Aldo Colonetti, filosofo, storico e teorico dell'arte e design
Il parere del professor Colonetti sul tema in discussione è stato molto calmo e preciso:"la cucina non è arte nel senso classico del  del termine perché si manifesta in un opera che comunque non è falsificabile”. Però, ha tenuto  anche a sottolineare, che  la sua non è una affermazione negativa nei riguardi di chi pratica questo mestiere  perché è un lavoro molto pratico che deve fare conti con infiniti fattori molto più complicati dello scrivere poesie...”. E, rivela, che anche il famoso architetto Renzo Piano si offende quando il suo lavoro viene definito arte. 

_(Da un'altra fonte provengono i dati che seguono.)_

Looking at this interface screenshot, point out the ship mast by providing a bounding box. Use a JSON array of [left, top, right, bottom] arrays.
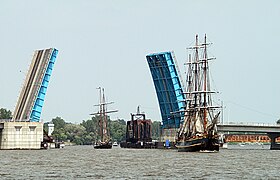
[[178, 34, 220, 139], [203, 34, 208, 134], [90, 87, 118, 142]]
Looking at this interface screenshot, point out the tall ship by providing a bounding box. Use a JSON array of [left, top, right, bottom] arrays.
[[176, 35, 221, 152], [90, 87, 117, 149]]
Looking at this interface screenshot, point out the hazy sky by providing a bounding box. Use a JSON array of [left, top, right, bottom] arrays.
[[0, 0, 280, 123]]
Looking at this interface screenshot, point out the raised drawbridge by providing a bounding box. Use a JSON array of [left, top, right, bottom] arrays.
[[13, 48, 58, 122], [146, 52, 185, 129]]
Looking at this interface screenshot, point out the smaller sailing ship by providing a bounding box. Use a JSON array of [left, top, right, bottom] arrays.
[[176, 35, 220, 151], [90, 87, 117, 149]]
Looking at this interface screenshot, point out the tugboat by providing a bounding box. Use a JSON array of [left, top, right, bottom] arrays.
[[90, 87, 117, 149], [120, 106, 152, 149], [176, 35, 221, 152]]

Massimo Tonelli, Direttore Editoriale Art Tribune, docente IULM
Secondo Tonelli, sempre di più in questi ultimi 10-15 anni c'è stata una convergenza straordinaria fra arte e cucina con dinamiche simili in entrambi i settori.  La figura del cuoco come può approcciarsi a queste dinamiche? Individuando due strade: fare l'artista ed essere artista. E ha spiegato che difficilmente si può parlare di arte quando si arriva ad un piatto, ma può succedere. Ci sono infatti alcuni requisiti che, se soddisfatti, portano a poter dire che un piatto può essere assimilato ad un ‘opera d'arte. Nel caso di Gualtiero Marchesi si può dire che lui si misurava con entrambe le pratiche, nel senso che ha fatto l'artista ed è stato artista.  Per esempio nel piatto " Riso e oro" il tocco veloce di posare la lamina d'oro sul riso è l'essenza di come si comporta un artista contemporaneo.
              

Davide Oldani, cuoco
Quando Davide ha iniziato a lavorare da Marchesi -che reputa un secondo padre - era troppo giovane per avvicinarsi al mondo dell' arte. Pensava infatti solo a fare i jus, la salse e a cucinare la pasta in modo corretto. Solo ora, rivedendo vecchie foto di via Bonvesin, si rende conto che era arte tutto quel mondo che girava intorno al suo maestro: dalle sedie Thonet alle sculture di Pomodoro e del Pezzo che abbellivano i tavoli. Che davano personalità al locale. Ma, tiene a precisare Oldani, vinceva sempre la sua “galleria” che era la sua cucina. I piatti di Marchesi, pur ricreando opere di grandi artisti, a prescindere dalla parte visiva, avevano anche il gusto. Che è la vera opera d'arte della cucina.


Pietro Leemann, cuoco
Per Leemann l'arte deve sempre suscitare un piacere e a suo parere Marchesi esprimeva una forma culturale molto alta. Nei suoi riguardi è stato un formatore, una persona di riferimento.Il Maestro era un uomo di cultura a 360°: amava la musica, si occupava di filosofia, frequentava l'intellighenzia milanese e spingeva affinché la cucina entrasse in una dimensione più alta. E quando inviava i suoi allievi a fare gli stage all' estero li esortava a non limitarsi alla cultura formale, ma di mirare a quella più profonda in modo da potersi migliorare come persona e, di conseguenza, nel modo di cucinare. Per Leemann i piatti di Marchesi erano l'espressione di quello che egli era: il prolungamento della sua grande personalità.